Geheimdokumente auf dem Herrenklo

Nach der Wende kam das Ende der Missionen in Sicht. Seit 1989 waren bereits 700.000 Sowjetsoldaten aus der ehemaligen DDR abgezogen, 1994 verließ der letzte der 363 690 noch verbliebenen Troupiers das Land. Die Soldate n arbeiteten nun eng mit dem Bundesnachrichtendienst zusammen, und Hoyt zog mit einer Reisetasche durchs Land, die mit 100.000 Dollar gefüllt war. Er war ermächtigt aufzukaufen, was angeboten wurde: Waffen, Papiere, Einsatzpläne. In der Herrentoilette von Auerbachs Keller in Leipzig aber schlug er eine Offerte aus. Er habe „Pläne von Objekten“, sagte ein Mann. „Ich habe abgelehnt“, erzählt Hoyt, „ich glaubte, der will mich reinlegen“.

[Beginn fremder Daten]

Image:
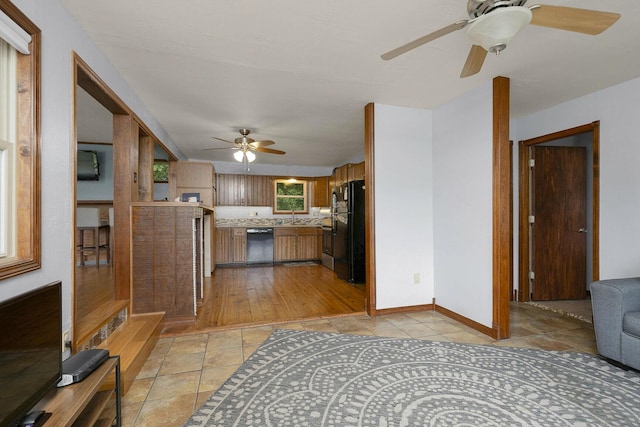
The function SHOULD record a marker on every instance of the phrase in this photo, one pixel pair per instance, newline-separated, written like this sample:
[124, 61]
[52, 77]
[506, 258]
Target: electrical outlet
[66, 338]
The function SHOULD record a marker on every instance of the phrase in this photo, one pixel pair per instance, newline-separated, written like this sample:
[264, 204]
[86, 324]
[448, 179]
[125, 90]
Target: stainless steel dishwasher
[259, 245]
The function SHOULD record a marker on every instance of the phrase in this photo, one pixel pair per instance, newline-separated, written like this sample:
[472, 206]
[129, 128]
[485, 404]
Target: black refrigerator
[348, 232]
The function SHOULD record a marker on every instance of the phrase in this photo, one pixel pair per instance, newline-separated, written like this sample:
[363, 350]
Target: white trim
[13, 34]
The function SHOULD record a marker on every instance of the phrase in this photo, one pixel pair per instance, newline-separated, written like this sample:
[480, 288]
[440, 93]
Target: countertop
[268, 222]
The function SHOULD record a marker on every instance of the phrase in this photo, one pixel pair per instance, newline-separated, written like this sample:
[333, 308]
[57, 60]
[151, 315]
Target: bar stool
[90, 230]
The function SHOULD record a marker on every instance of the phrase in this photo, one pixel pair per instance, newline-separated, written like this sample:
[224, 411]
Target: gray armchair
[616, 319]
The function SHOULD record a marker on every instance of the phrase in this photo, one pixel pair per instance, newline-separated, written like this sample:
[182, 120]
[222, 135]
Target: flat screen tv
[88, 166]
[30, 350]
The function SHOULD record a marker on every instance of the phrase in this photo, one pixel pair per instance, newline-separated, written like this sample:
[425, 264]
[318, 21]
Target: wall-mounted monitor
[88, 166]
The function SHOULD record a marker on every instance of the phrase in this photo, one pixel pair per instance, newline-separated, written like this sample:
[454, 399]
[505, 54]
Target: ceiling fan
[493, 23]
[245, 146]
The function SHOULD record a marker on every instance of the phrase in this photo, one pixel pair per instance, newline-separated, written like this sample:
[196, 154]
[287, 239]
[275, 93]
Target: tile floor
[184, 370]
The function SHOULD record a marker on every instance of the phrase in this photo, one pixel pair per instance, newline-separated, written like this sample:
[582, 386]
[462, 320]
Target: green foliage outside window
[161, 171]
[290, 196]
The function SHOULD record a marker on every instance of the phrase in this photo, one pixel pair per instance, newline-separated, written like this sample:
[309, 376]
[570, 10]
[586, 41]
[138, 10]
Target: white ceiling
[300, 72]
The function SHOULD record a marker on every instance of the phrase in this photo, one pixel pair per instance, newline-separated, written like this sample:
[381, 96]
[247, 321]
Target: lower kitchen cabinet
[231, 245]
[297, 243]
[284, 244]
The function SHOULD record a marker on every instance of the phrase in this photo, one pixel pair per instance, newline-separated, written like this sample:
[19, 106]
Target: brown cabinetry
[192, 177]
[355, 172]
[244, 190]
[167, 259]
[231, 245]
[297, 243]
[259, 190]
[284, 244]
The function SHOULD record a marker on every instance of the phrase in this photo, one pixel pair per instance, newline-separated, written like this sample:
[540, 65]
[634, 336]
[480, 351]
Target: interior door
[559, 241]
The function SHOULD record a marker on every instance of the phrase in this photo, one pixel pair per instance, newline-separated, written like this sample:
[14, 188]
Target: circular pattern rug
[299, 378]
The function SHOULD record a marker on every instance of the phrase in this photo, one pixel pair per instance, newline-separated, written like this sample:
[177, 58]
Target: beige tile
[161, 348]
[212, 378]
[138, 391]
[174, 385]
[223, 357]
[468, 338]
[150, 368]
[225, 339]
[130, 413]
[248, 350]
[189, 344]
[256, 335]
[181, 362]
[169, 412]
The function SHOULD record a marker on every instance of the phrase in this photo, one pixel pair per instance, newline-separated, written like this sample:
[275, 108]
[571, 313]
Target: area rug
[300, 378]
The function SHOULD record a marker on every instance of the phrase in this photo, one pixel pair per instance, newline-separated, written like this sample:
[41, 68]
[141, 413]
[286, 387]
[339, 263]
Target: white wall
[462, 170]
[403, 206]
[60, 36]
[618, 110]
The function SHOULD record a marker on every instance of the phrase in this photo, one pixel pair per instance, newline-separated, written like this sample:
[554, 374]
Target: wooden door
[558, 233]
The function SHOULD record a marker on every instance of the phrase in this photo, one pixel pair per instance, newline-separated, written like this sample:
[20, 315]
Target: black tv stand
[87, 403]
[34, 419]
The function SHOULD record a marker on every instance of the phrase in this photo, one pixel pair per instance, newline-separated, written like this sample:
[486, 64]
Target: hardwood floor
[272, 294]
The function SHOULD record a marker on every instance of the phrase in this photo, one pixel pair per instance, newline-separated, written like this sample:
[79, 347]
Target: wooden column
[145, 169]
[125, 173]
[502, 209]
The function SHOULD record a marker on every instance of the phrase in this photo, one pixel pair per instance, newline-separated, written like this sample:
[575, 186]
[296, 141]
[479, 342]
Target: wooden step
[91, 323]
[133, 341]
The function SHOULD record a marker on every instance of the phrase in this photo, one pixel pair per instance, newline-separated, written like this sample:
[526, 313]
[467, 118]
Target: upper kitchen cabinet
[244, 190]
[192, 177]
[259, 190]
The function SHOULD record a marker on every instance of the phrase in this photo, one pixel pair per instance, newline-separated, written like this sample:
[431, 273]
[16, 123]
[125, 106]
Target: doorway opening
[558, 215]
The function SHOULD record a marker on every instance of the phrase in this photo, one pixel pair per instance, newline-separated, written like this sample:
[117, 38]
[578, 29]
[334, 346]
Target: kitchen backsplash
[268, 222]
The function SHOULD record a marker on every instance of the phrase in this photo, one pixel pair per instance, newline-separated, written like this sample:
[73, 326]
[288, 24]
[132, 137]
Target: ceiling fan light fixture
[495, 30]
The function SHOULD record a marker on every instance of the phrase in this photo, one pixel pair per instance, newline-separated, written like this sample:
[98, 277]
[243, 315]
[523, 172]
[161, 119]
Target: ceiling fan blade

In den 1990er-Jahren arbeiteten die Amerikaner eng mit dem Bundesnachrichtendienst zusammen, sie beobachteten unter anderem, wenn russische Atomwaffen die frühere DDR verließen.

So viel er auch erlebt hat als Armeeangehöriger, als späterer Mitarbeiter des US-Geheimdienstes NSA und 1986 mit seiner Promotion über Marxismus im Werk des DDR-Schriftstellers Hermann Kant: Der fünffache Vater Hoyt hat noch viel vor. Er lebt jetzt mit seiner zweiten Frau, der 32 Jahre alten Russin Natalija und dem fünfjährigen Sohn in der rheinland-pfälzischen Stadt Landstuhl, im Dezember zieht die Familie nach North Carolina. Dort hat er ein Haus gekauft, er plant die Gründung einer Schule vom Kindergarten bis zur zwölften Klasse. Und ein neues Buch ist fast fertig. Der Titel: „City of Secrets – City of Lies“. Es ist ein Roman über Berlin.